Markup is dead!

Recently I have been working on run-time adaptive widgets. Why? I've invested heavily in the Dojo Toolkit. The widget department of Dojo is all about singular, static widgets, which can be used like JavaFX, for example. They are fine for building desktop-like GUIs but, you guessed it, terrible for the mobile web. Sometimes we want a horizontal menu to be displayed vertically. I did search the web for other solutions, but they all seem to be markup-based in some way. These are great times for HTML5 and CSS3. That's what the buzz is all about. But I don't like it all that much. Writing markup is tedious and not DRY, platforms creating it are opaque and too specialist. I'd rather spend some time figuring out the best way to go about it. However, building a competitive tool from scratch has never been my forte. So I desperately cling to my current tool set (as we all do). I was going to set out creating stuff in Dojo, as I always do. Then this video came along:

http://fronteers.nl/congres/2011/sessions/web-components-and-model-driven-views-alex-russell

Suddenly – and any web developer watching it will feel the same – my javascript house of cards came tumbling down. This guy really has a point! We invested so much in javascript mainly because the HTML tool set is not complete, and probably never will be. We develop our apps (yes, my body tag is empty too), because "IE8 cannot do that", or HTML is not semantically rich enough to declare my beautiful smart widget... Maybe if we could just extend the markup to declare that widget in an elegant, ambiguous way so it can be observable for the rest of the world... But wait a minute. Isn't javascript capable of being semantic and observable? Is the current state of javascript not proof enough that there is indeed something not right with markup too, and perhaps never has been? So perhaps you ask: what could possible be wrong with markup? Well, my wiseguy snot-nose retort would be, do you really need it? Do you really need it when javascript is small enough, fast enough, malleable enough, semantic and observable enough? Do you need it when the choice would be up to you to either automate the web yourself or have it automated by some angled bracket constructs? And your users or customers would be happy with your web creation, no matter what? Ok, too many questions, time for some answers.

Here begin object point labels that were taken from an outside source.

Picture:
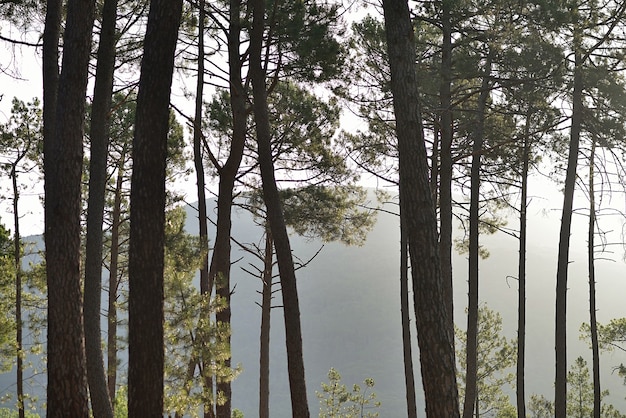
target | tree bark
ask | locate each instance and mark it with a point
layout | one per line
(147, 224)
(560, 346)
(205, 287)
(409, 378)
(521, 301)
(593, 322)
(114, 281)
(445, 171)
(63, 160)
(434, 331)
(264, 344)
(99, 136)
(276, 219)
(219, 272)
(17, 255)
(471, 390)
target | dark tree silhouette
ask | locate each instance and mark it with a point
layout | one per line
(146, 251)
(63, 161)
(435, 333)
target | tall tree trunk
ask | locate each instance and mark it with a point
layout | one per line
(471, 389)
(205, 288)
(521, 295)
(219, 272)
(147, 224)
(293, 332)
(560, 346)
(99, 136)
(445, 170)
(50, 73)
(17, 255)
(266, 311)
(434, 330)
(409, 378)
(593, 323)
(63, 160)
(114, 281)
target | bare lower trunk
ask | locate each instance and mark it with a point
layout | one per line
(560, 346)
(17, 255)
(597, 393)
(99, 136)
(114, 284)
(434, 327)
(293, 333)
(521, 301)
(409, 378)
(67, 393)
(147, 224)
(266, 311)
(445, 170)
(471, 378)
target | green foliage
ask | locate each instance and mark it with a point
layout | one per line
(305, 34)
(496, 355)
(190, 336)
(336, 401)
(330, 213)
(611, 337)
(579, 397)
(10, 413)
(120, 407)
(21, 137)
(7, 302)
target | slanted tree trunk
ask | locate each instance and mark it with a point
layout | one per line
(434, 330)
(17, 256)
(471, 378)
(593, 322)
(276, 219)
(219, 272)
(114, 281)
(99, 136)
(147, 224)
(205, 287)
(521, 300)
(409, 378)
(560, 387)
(63, 160)
(445, 170)
(266, 311)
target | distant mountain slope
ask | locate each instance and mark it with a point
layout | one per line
(351, 315)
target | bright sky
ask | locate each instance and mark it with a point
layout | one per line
(21, 78)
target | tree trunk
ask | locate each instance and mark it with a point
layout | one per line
(521, 301)
(266, 311)
(17, 255)
(445, 170)
(593, 323)
(409, 378)
(205, 287)
(560, 346)
(276, 219)
(99, 135)
(220, 261)
(147, 224)
(434, 330)
(63, 160)
(114, 282)
(471, 391)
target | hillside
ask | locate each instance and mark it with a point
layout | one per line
(351, 316)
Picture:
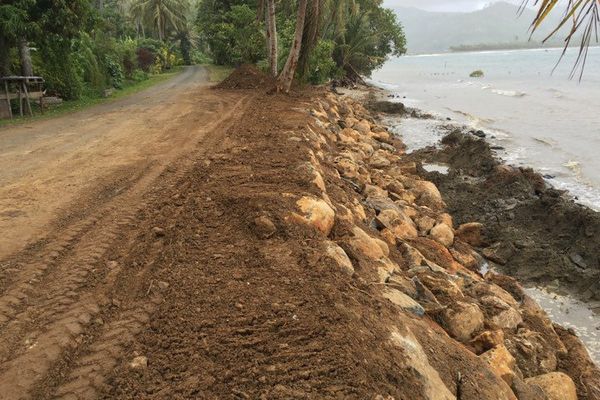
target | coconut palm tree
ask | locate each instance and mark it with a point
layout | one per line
(161, 15)
(583, 15)
(287, 74)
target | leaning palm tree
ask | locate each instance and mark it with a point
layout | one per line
(161, 15)
(582, 15)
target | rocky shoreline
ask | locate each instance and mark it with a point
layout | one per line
(399, 233)
(533, 232)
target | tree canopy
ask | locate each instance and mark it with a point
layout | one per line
(82, 47)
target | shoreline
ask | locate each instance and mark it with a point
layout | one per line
(534, 232)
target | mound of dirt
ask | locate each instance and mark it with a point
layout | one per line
(247, 77)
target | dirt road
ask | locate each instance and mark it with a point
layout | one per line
(91, 156)
(69, 187)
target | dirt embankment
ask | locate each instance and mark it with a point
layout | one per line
(295, 254)
(536, 233)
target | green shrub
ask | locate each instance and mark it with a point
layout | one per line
(139, 76)
(115, 72)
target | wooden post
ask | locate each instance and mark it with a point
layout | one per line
(27, 98)
(20, 101)
(41, 89)
(7, 98)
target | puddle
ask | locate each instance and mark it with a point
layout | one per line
(415, 133)
(573, 314)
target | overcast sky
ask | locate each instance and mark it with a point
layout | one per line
(444, 5)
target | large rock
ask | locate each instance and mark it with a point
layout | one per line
(379, 160)
(501, 314)
(471, 233)
(555, 385)
(524, 391)
(433, 386)
(487, 340)
(427, 194)
(500, 253)
(534, 355)
(501, 362)
(264, 227)
(435, 252)
(462, 320)
(443, 234)
(340, 258)
(403, 301)
(363, 127)
(424, 223)
(317, 213)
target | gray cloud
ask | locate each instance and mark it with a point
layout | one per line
(443, 5)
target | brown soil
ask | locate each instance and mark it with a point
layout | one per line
(545, 236)
(159, 283)
(169, 265)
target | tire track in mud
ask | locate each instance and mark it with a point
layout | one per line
(56, 314)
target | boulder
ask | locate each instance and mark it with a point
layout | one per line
(396, 224)
(350, 122)
(425, 223)
(462, 320)
(471, 233)
(499, 253)
(346, 167)
(434, 251)
(482, 289)
(524, 391)
(487, 340)
(416, 357)
(340, 258)
(534, 354)
(442, 234)
(465, 255)
(555, 385)
(403, 301)
(379, 160)
(412, 256)
(317, 213)
(362, 243)
(445, 218)
(428, 195)
(501, 362)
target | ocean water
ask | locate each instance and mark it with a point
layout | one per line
(542, 118)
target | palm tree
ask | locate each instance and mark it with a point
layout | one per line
(287, 74)
(161, 15)
(584, 15)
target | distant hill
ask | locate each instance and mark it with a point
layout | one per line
(498, 26)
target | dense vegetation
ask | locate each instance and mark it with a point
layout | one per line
(82, 47)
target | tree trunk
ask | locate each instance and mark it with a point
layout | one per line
(272, 37)
(4, 71)
(311, 33)
(25, 56)
(287, 75)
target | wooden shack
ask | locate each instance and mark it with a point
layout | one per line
(24, 89)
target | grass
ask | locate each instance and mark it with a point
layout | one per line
(217, 73)
(86, 102)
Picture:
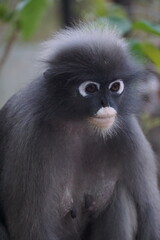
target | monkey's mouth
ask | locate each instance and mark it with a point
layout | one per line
(104, 118)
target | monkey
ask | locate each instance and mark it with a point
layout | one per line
(74, 162)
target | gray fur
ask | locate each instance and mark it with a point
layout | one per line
(60, 180)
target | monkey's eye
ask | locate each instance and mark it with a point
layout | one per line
(116, 86)
(88, 87)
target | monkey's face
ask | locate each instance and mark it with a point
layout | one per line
(99, 87)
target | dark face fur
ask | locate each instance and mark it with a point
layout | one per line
(86, 78)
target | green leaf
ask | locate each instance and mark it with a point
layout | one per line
(135, 47)
(100, 9)
(123, 25)
(147, 27)
(4, 14)
(152, 52)
(29, 14)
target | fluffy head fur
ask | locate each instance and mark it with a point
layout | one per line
(90, 53)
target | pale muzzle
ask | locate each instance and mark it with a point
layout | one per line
(104, 118)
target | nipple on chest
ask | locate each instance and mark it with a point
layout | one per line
(89, 202)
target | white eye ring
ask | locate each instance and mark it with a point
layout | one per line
(119, 89)
(83, 86)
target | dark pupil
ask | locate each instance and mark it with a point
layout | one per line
(115, 87)
(91, 88)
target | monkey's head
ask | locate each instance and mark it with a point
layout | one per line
(91, 76)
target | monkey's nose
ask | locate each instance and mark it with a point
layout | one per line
(104, 103)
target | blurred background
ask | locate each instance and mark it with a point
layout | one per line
(24, 24)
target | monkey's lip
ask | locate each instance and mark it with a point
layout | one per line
(104, 118)
(102, 122)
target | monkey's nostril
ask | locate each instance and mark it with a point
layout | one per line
(102, 103)
(73, 213)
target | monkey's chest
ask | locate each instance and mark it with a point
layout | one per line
(87, 195)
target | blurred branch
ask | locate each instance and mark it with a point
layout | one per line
(67, 12)
(8, 48)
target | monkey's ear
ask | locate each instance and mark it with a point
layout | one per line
(48, 74)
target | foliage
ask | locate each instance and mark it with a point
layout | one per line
(26, 16)
(118, 17)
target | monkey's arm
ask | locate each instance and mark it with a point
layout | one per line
(141, 178)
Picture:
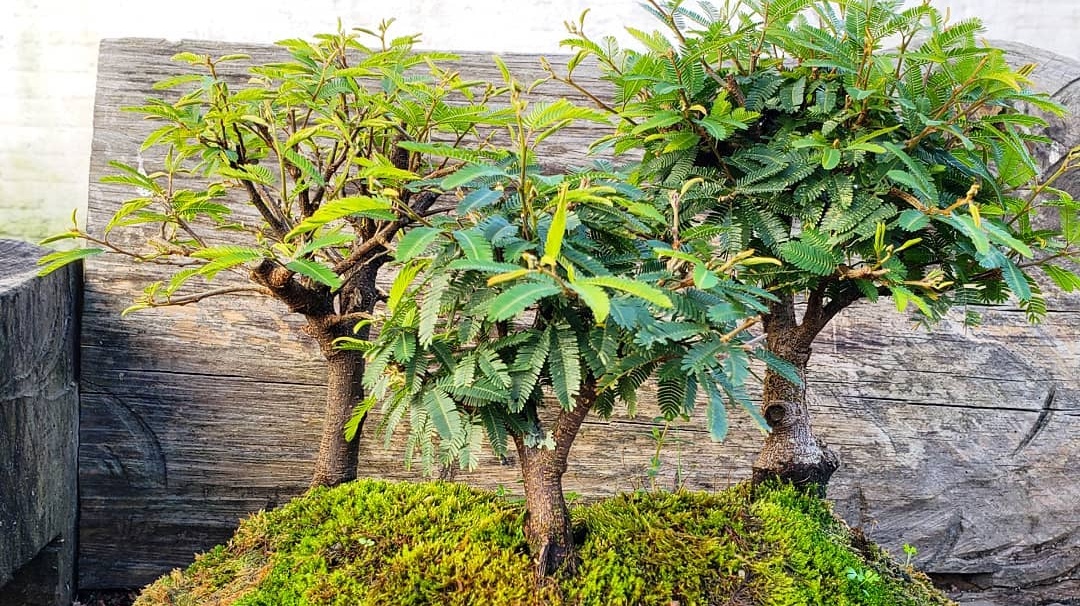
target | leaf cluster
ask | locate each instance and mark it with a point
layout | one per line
(875, 149)
(549, 286)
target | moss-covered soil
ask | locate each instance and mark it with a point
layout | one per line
(377, 542)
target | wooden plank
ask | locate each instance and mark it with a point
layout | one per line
(39, 422)
(193, 416)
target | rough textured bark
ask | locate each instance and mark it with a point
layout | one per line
(791, 452)
(548, 519)
(977, 471)
(39, 426)
(337, 458)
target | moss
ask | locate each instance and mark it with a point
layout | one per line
(373, 542)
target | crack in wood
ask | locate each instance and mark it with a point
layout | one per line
(1040, 422)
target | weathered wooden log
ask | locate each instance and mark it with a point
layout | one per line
(962, 442)
(39, 422)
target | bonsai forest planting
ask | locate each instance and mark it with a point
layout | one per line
(757, 167)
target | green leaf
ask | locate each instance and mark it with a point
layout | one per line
(486, 267)
(443, 413)
(414, 242)
(1065, 279)
(470, 173)
(716, 414)
(829, 158)
(809, 257)
(967, 226)
(430, 306)
(918, 178)
(913, 219)
(55, 260)
(553, 244)
(639, 290)
(316, 271)
(660, 120)
(515, 299)
(595, 298)
(1016, 280)
(779, 365)
(474, 245)
(1002, 237)
(355, 420)
(333, 239)
(360, 206)
(703, 278)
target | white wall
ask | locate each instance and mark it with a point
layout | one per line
(49, 56)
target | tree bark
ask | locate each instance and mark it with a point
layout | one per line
(791, 452)
(548, 519)
(337, 458)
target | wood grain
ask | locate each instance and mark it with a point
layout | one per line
(39, 422)
(193, 417)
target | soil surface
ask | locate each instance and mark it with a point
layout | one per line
(106, 597)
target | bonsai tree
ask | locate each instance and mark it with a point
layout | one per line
(292, 185)
(549, 288)
(869, 170)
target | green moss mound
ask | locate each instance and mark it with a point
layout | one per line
(373, 542)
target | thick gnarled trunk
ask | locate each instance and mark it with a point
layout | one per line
(791, 453)
(547, 516)
(337, 458)
(547, 519)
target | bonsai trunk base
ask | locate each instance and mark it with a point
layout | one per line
(791, 452)
(547, 519)
(337, 458)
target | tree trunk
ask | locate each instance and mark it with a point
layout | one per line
(547, 519)
(791, 452)
(337, 458)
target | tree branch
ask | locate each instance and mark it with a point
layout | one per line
(188, 299)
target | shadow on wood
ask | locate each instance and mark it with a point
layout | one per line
(39, 423)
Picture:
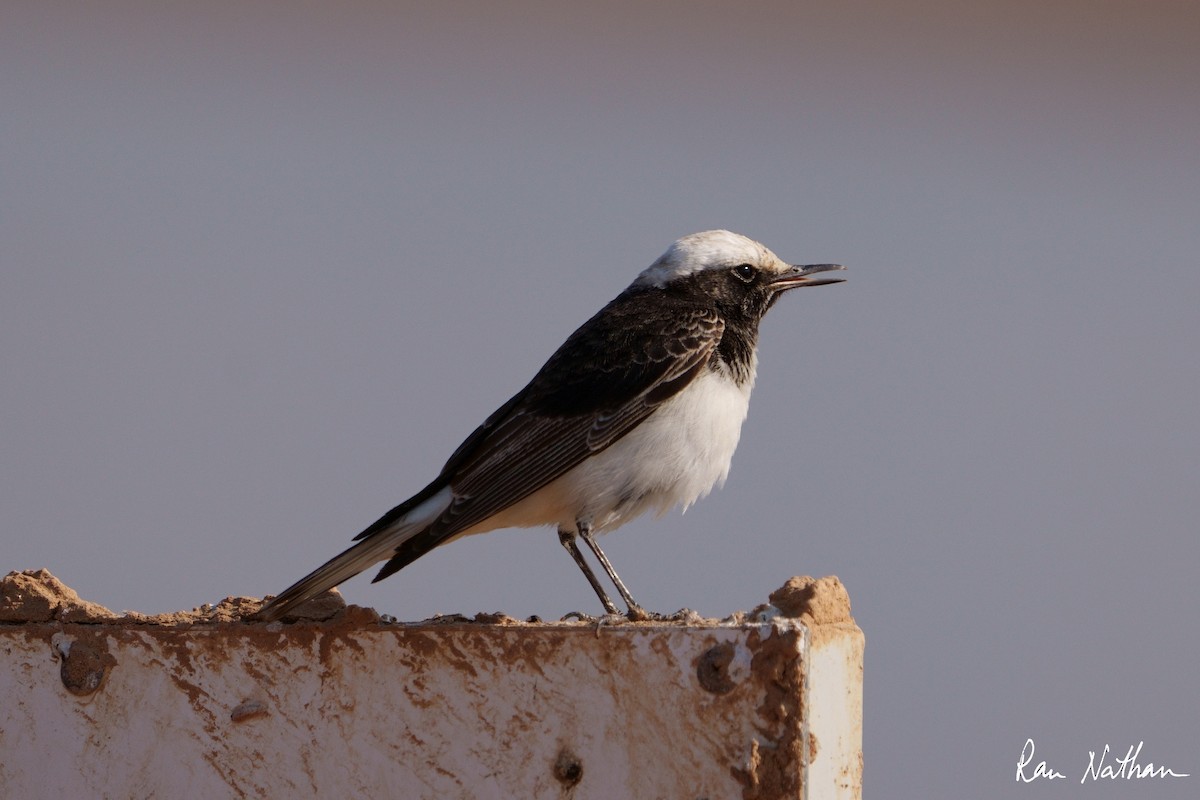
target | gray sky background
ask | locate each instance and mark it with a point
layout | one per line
(264, 265)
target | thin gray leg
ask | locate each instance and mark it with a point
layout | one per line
(567, 537)
(635, 611)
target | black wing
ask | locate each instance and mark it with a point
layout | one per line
(586, 397)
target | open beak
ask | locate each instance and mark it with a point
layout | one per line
(802, 276)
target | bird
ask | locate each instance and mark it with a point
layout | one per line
(639, 410)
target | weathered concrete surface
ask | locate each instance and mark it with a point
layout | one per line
(759, 707)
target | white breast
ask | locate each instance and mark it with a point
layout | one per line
(675, 457)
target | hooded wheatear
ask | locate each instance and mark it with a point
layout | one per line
(639, 410)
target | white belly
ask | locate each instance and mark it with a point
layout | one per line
(675, 457)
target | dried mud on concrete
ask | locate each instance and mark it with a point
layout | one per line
(36, 596)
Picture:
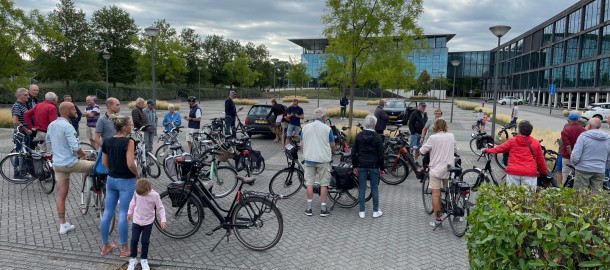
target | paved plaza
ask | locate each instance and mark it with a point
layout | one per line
(400, 239)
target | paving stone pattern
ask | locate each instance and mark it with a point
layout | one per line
(400, 239)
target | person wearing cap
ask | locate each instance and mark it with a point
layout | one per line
(194, 119)
(151, 119)
(417, 122)
(230, 114)
(569, 135)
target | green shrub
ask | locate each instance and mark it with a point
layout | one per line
(512, 227)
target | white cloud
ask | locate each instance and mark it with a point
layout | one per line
(272, 23)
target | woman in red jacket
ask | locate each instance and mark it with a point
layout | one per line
(525, 157)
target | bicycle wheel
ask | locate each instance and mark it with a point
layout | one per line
(182, 220)
(344, 198)
(258, 223)
(153, 169)
(427, 195)
(225, 181)
(47, 180)
(474, 148)
(256, 170)
(10, 169)
(85, 194)
(461, 210)
(396, 171)
(286, 182)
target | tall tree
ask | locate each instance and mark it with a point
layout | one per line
(69, 53)
(114, 30)
(355, 28)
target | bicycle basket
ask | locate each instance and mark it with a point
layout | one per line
(176, 192)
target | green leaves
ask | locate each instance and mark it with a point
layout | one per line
(513, 228)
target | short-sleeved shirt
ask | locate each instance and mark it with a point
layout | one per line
(19, 110)
(105, 127)
(298, 111)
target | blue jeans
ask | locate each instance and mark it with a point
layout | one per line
(117, 188)
(373, 175)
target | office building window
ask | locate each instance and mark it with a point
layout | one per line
(592, 14)
(572, 50)
(587, 74)
(574, 23)
(589, 44)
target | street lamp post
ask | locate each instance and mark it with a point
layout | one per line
(106, 56)
(152, 32)
(454, 63)
(498, 31)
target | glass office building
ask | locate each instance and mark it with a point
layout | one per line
(570, 51)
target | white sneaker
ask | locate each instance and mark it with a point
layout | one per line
(65, 228)
(132, 264)
(144, 264)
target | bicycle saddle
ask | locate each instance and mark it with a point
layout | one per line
(245, 179)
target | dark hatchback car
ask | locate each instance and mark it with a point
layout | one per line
(399, 111)
(256, 121)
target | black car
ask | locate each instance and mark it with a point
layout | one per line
(256, 121)
(399, 111)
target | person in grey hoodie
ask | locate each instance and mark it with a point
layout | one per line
(590, 156)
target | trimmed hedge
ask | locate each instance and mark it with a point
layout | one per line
(512, 227)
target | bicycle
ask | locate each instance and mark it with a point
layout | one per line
(147, 163)
(455, 204)
(251, 214)
(27, 165)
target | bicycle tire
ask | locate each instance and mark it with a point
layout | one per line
(153, 169)
(226, 181)
(459, 212)
(396, 170)
(284, 184)
(427, 195)
(7, 169)
(47, 180)
(85, 194)
(186, 222)
(256, 217)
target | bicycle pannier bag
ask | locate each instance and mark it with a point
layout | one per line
(342, 175)
(37, 164)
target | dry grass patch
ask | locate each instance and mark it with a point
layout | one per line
(6, 118)
(335, 112)
(301, 99)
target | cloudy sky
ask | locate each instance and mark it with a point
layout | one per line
(273, 22)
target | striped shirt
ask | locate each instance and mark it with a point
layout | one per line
(19, 110)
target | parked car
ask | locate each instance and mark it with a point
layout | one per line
(511, 100)
(256, 121)
(599, 110)
(399, 111)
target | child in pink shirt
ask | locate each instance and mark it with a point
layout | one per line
(142, 208)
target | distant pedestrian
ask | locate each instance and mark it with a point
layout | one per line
(92, 113)
(367, 159)
(144, 206)
(152, 120)
(79, 115)
(343, 102)
(382, 117)
(193, 118)
(230, 114)
(294, 113)
(317, 142)
(591, 156)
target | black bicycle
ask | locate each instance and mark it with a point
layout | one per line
(253, 216)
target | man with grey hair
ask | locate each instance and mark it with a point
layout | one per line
(44, 113)
(137, 114)
(591, 156)
(317, 140)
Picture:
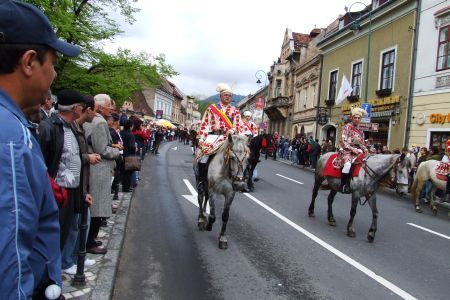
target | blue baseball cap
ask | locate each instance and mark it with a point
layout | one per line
(22, 23)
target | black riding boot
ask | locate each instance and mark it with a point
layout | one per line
(345, 183)
(447, 190)
(202, 174)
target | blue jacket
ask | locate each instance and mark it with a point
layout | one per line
(29, 239)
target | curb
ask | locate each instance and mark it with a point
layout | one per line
(100, 277)
(385, 191)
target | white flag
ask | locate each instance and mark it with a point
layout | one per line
(345, 90)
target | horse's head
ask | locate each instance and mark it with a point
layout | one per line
(236, 158)
(400, 174)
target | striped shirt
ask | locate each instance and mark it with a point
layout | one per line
(69, 168)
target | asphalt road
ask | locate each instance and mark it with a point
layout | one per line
(275, 250)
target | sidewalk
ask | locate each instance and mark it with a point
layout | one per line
(100, 277)
(386, 191)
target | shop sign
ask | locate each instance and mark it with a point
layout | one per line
(374, 127)
(383, 104)
(439, 118)
(443, 81)
(365, 126)
(259, 103)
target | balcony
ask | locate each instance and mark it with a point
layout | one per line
(277, 108)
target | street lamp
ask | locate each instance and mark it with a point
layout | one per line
(259, 75)
(356, 27)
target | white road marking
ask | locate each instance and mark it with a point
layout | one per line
(335, 251)
(193, 196)
(430, 231)
(289, 179)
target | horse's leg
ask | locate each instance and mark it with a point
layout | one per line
(223, 242)
(331, 220)
(372, 199)
(251, 169)
(212, 212)
(350, 230)
(432, 203)
(317, 182)
(419, 187)
(201, 221)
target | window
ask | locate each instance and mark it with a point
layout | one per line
(305, 98)
(313, 93)
(387, 69)
(356, 78)
(443, 58)
(333, 84)
(278, 88)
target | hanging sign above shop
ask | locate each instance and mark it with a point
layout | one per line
(439, 118)
(383, 104)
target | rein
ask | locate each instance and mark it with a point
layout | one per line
(235, 177)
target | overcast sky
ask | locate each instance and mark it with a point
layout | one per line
(208, 41)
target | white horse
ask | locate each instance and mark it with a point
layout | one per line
(391, 169)
(225, 177)
(425, 172)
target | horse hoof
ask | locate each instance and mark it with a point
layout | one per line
(332, 222)
(223, 245)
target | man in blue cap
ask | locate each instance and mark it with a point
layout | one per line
(29, 243)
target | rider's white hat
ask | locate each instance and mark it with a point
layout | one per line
(223, 87)
(358, 111)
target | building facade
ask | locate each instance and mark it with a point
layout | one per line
(255, 104)
(306, 88)
(380, 46)
(430, 117)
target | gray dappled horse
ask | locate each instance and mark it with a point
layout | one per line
(388, 169)
(225, 177)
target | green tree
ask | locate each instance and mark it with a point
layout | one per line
(89, 23)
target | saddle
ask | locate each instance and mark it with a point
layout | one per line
(442, 170)
(330, 170)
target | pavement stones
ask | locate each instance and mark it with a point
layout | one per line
(100, 277)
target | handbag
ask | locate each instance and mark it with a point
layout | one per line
(132, 163)
(60, 193)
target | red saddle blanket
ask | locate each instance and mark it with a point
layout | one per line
(442, 170)
(331, 171)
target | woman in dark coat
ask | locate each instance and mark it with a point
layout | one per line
(129, 148)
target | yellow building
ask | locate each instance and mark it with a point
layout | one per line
(430, 117)
(346, 51)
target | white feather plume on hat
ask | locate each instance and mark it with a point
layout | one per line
(223, 87)
(358, 111)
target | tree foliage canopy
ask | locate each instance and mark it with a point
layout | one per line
(88, 24)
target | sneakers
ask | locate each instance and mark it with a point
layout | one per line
(71, 271)
(89, 262)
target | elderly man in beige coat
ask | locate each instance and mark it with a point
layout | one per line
(99, 141)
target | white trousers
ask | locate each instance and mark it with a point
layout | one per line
(347, 166)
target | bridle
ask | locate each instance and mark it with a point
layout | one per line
(235, 177)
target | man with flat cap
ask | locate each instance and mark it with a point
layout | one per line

Obviously, there is a wish for DOM to integrate more tightly with JS at the moment. And the same can be said for SVG. Perhaps our woes will all be over when this has become so. The reason I'm not happy about Dojo is that there is no DOM at all, that is to say, it is abstracted to the point of being unambiguous and unobservable, and of course that is very bad. I should not have to tell my app what goes where and what size it has on a pixel level, or tell my widget what to do when horizontal orientation doesn't fit. I shouldn't have to express what is a Menu, what is a Tree, what is ContentPane, when in markup this meaning could just remain implicit, and becomes actualized through its use. Of course I used CamelCase to make clear that I am speaking of classes from object-oriented programming, which is not particularly blessed with implicitness... But to tell this in a declarative way seems to me to be less controllable in the end. And when there would be a declarative technique to do this automatically, it wouldn't necessarily be the way I want it. So developer control is an issue here, and I think that has been the main reason for javascript to take off the way it has. Apart from the question "do I need it", there is the question of "can I control it".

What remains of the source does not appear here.